Bruno Raoult writes:

 > On Mon, Nov 18, 2013 at 8:46 AM, Stephen J. Turnbull <> wrote:
 >> Benjamin Tayehanpour writes:

 >>> Gah. Is there a file-system equivalent of the OSI model?

 >> The POSIX standard itself, I guess.
 > I am not sure. Posix is about interfaces (API, commands...), not
 > about underlying implementation.

Just like OSI.  It's possible to implement OSI on top of TCP/IP (well,
some of it comes at lowers levels), but it's not very efficient.

 > A file system could have different layout, and expose a POSIX api,
 > which would show standardized information.

That's not good enough.  POSIX requires semantics of the operations, as
well.  I don't know enough about the file system aspects to give good
simple examples, but here are two, one very simple and one file-system

1.  rename(2) (the function that implements "mv") is atomic.

2.  open(2) is atomic, in the sense that part of a file cannot be
open(2)'ed.  This bites caching network filesystems such as Coda, which
can provide POSIX semantics for open(2), at the expense of a *long*
delay before *any* of the file is available to read(2) -- for video
files it can take many seconds while the file is being copied across the
network before the playback can begin.  This isn't true of protocols
like NFS, but they don't qualify as POSIX file systems because they fail
in other respects.

 > There is no such "Posix file system". And there is no "inode" concept
 > in Posix, an inode being part of implementation (generally
 > *ix). Posix wants a file system to have a minimal set of information
 > (generally inspired from the Unix world, therefore from a usual inode
 > structure). It does not mean an inode must exist.
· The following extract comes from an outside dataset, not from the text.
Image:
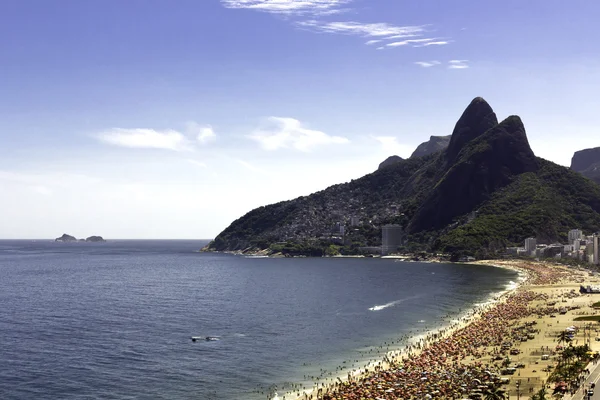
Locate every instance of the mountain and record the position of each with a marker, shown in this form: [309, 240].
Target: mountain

Who said inodes must exist?  I just said that if he wants a model
(layered APIs plus semantics defined in terms of concepts at the
current level of abstraction) for file systems that break them down
according to levels of abstraction, POSIX probably provides one.  True,
POSIX's layers of abstraction probably aren't a good fit for NTFS, but
then neither are OSI's a perfect fit for TCP/IP.

 > For instance, NTFS does not have "real" inodes (MFT is similar to
 > inode in terms of role, but is not).

And NTFS, like Coda, fails to present efficient POSIX semantics in many
cases.  It does other things better, of course, but there are cases
where trying to use NTFS in POSIX mode will cost you customers.

 > But this is just a vocabulary issue: If we agree on "inode" being a
 > place where file information (metadata) is stored, this would be OK.

No, I don't think that's satisfactory.  As you say, inode is a
particular implementation that brings along some semantic baggage, and 
it would not give Benjamin the precision he wants.